Posted January 11, 2005

The National Transitional Government of Liberia has finally set into motion a National Commission to trace perpetrators of 29 October 2004 violent disturbances in Monrovia and beyond.

More than a dozen reputable Liberians chaired by the Executive Director of Center for Democratic Empowerment (CEDE), Ezekiel Pajebo, were recently given the gavel of authority at the Executive Mansion to immediately begin a thorough investigation into the core of the violence.

Transitional Chairman Gyude Bryant challenged members of the Commission not to leave any stone unturned as the investigation marks the onset of genuine insurance of the rule of law.

Chairman Bryant stressed that the Commission must painstakingly unearth the criminal intent of the incident, noting. “the government would implement any recommendations drawn from the Commission’s investigation without fear or favor.”
Before the induction ceremony, Justice Minister Kabeneh Ja’neh recounted the negative impact of the lawlessness, which he recalled included the loss of more than twenty lives while over one million US dollars worth of property destroyed.
The NTGL, he said, immediately set up a security committee which comprised the Ministries of Justice, Defense, National Security, the Bureau of Fire Service, National Security Agency, amongst others, to preliminarily investigate the incident before constituting the Commission.
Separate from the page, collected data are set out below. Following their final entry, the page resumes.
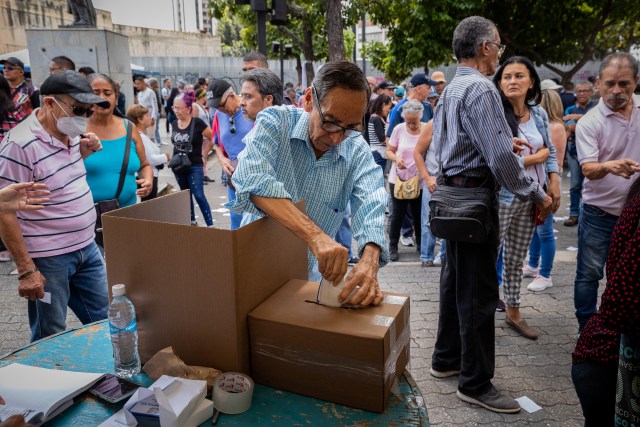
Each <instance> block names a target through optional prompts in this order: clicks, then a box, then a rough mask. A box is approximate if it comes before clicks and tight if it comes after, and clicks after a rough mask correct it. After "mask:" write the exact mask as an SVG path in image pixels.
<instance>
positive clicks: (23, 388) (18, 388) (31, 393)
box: [0, 363, 104, 425]
mask: <svg viewBox="0 0 640 427" xmlns="http://www.w3.org/2000/svg"><path fill="white" fill-rule="evenodd" d="M103 376H104V375H103V374H92V373H84V372H71V371H61V370H56V369H45V368H36V367H35V366H27V365H21V364H19V363H13V364H11V365H7V366H4V367H2V368H0V396H2V398H3V399H4V401H5V406H0V422H1V421H4V420H5V419H6V418H9V417H10V416H11V415H14V414H23V415H24V416H25V419H26V420H27V422H30V423H32V424H36V425H38V424H41V423H43V422H46V421H49V420H50V419H51V418H53V417H55V416H56V415H58V414H59V413H61V412H62V411H64V410H65V409H67V408H68V407H70V406H71V405H73V398H74V397H76V396H77V395H79V394H80V393H82V392H84V391H86V390H88V389H89V388H90V387H91V386H92V385H93V384H95V383H96V382H97V381H98V380H99V379H101V378H102V377H103Z"/></svg>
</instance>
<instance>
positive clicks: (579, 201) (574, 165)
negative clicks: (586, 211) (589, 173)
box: [567, 143, 584, 216]
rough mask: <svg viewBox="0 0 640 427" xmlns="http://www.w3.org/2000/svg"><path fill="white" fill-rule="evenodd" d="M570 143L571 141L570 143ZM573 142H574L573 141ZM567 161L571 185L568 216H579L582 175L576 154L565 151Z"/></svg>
mask: <svg viewBox="0 0 640 427" xmlns="http://www.w3.org/2000/svg"><path fill="white" fill-rule="evenodd" d="M570 144H571V143H570ZM574 144H575V143H574ZM567 163H568V164H569V171H570V172H571V186H570V187H569V200H570V204H569V216H580V202H581V201H582V182H583V181H584V175H583V174H582V167H581V166H580V162H578V155H577V154H571V153H570V152H569V151H567Z"/></svg>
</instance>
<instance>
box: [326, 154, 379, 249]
mask: <svg viewBox="0 0 640 427" xmlns="http://www.w3.org/2000/svg"><path fill="white" fill-rule="evenodd" d="M376 154H377V153H376ZM350 217H351V205H350V204H347V209H346V210H345V211H344V216H343V217H342V222H341V223H340V228H338V232H337V233H336V242H338V243H340V244H341V245H342V246H344V247H345V248H347V250H348V251H349V259H351V258H352V257H353V254H352V252H351V241H352V240H353V233H352V232H351V224H349V218H350Z"/></svg>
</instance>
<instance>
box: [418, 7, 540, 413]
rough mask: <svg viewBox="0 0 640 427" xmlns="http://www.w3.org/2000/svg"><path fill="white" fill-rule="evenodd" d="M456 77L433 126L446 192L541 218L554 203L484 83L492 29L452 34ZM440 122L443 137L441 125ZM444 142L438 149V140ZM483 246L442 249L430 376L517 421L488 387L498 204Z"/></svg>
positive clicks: (483, 19) (490, 382)
mask: <svg viewBox="0 0 640 427" xmlns="http://www.w3.org/2000/svg"><path fill="white" fill-rule="evenodd" d="M453 50H454V53H455V55H456V58H457V59H458V63H459V66H458V69H457V71H456V75H455V77H454V79H453V80H452V81H451V83H450V84H449V85H448V86H447V88H446V89H445V91H444V93H443V94H442V99H440V102H439V106H440V107H441V108H440V107H439V108H438V109H437V110H436V116H435V118H434V124H433V143H434V144H436V146H435V147H434V148H436V152H437V150H438V149H439V148H440V147H439V144H441V143H442V144H443V145H442V175H443V177H444V179H445V183H444V185H448V186H453V187H456V186H457V187H479V186H491V187H496V184H500V185H502V186H504V187H506V188H507V189H508V190H509V191H511V192H512V193H514V194H515V195H516V196H517V197H519V198H520V199H523V200H524V199H531V200H533V201H534V202H535V204H536V205H537V206H538V207H539V208H540V212H541V214H540V216H541V217H542V218H544V217H546V215H547V214H548V213H549V211H550V209H551V206H552V199H551V197H549V196H548V195H547V194H545V192H544V191H543V190H542V188H540V186H539V185H538V184H537V183H536V182H535V181H534V180H533V179H532V178H531V177H529V176H528V175H527V173H526V172H525V170H524V168H523V167H522V166H521V165H520V163H519V162H518V159H517V157H516V155H515V154H514V152H513V150H514V147H516V145H515V144H516V141H515V140H514V139H513V137H512V136H511V135H512V133H511V131H510V130H509V126H508V125H507V121H506V120H505V116H504V111H503V109H502V102H501V101H500V95H499V94H498V91H497V89H496V87H495V85H493V83H492V82H491V81H490V80H488V79H487V78H486V76H491V75H493V74H494V73H495V71H496V68H497V67H498V60H499V58H500V55H501V54H502V52H503V51H504V46H503V45H501V44H500V36H499V35H498V31H497V29H496V27H495V24H493V22H491V21H489V20H487V19H485V18H482V17H479V16H472V17H469V18H466V19H464V20H463V21H462V22H460V24H459V25H458V27H457V28H456V30H455V32H454V34H453ZM445 120H446V130H445V128H444V123H445ZM442 138H444V141H443V140H442ZM490 221H491V227H490V229H491V231H490V233H489V238H488V240H487V241H486V242H485V243H466V242H457V241H451V240H448V241H447V254H446V261H445V264H444V266H443V268H442V273H441V276H440V315H439V319H438V335H437V338H436V345H435V349H434V352H433V358H432V365H431V366H432V367H431V371H430V372H431V375H433V376H434V377H436V378H446V377H450V376H454V375H458V374H459V375H460V378H459V381H458V392H457V395H458V397H459V398H460V399H462V400H464V401H465V402H469V403H473V404H476V405H480V406H483V407H485V408H487V409H489V410H491V411H495V412H501V413H515V412H518V411H520V405H518V403H517V402H516V401H515V400H514V399H513V398H512V397H511V396H509V394H508V393H506V392H501V391H498V390H496V388H495V387H494V386H493V384H492V383H491V379H492V378H493V374H494V370H495V329H494V328H495V324H494V323H495V320H494V316H495V309H496V306H497V303H498V295H499V293H498V281H497V277H496V259H497V256H498V233H499V230H498V228H499V227H498V202H497V198H496V199H494V203H493V206H492V209H491V214H490Z"/></svg>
He urged the Commission to ensure that its investigation covers the cultural, security, social economic and political implications of the incident in order to avoid the reoccurrence of such ugly situation in the future.
The Commission’s chairman, Ezekiel Pajebo, assured Chairman Bryant and the Liberian people that everything will be done ensure justice. He regarded the task as a drive toward the principle of the rule of law and good governance which constrains everyone to be responsible for their own action.

Mr. Pajebo then urged the government and its partners in progress to support whatever it entails to conduct such investigation in a free, fair and transparent manner, adding, “we will hit the ground.”
Meanwhile, the Commission is expected to file in its report within sixty days.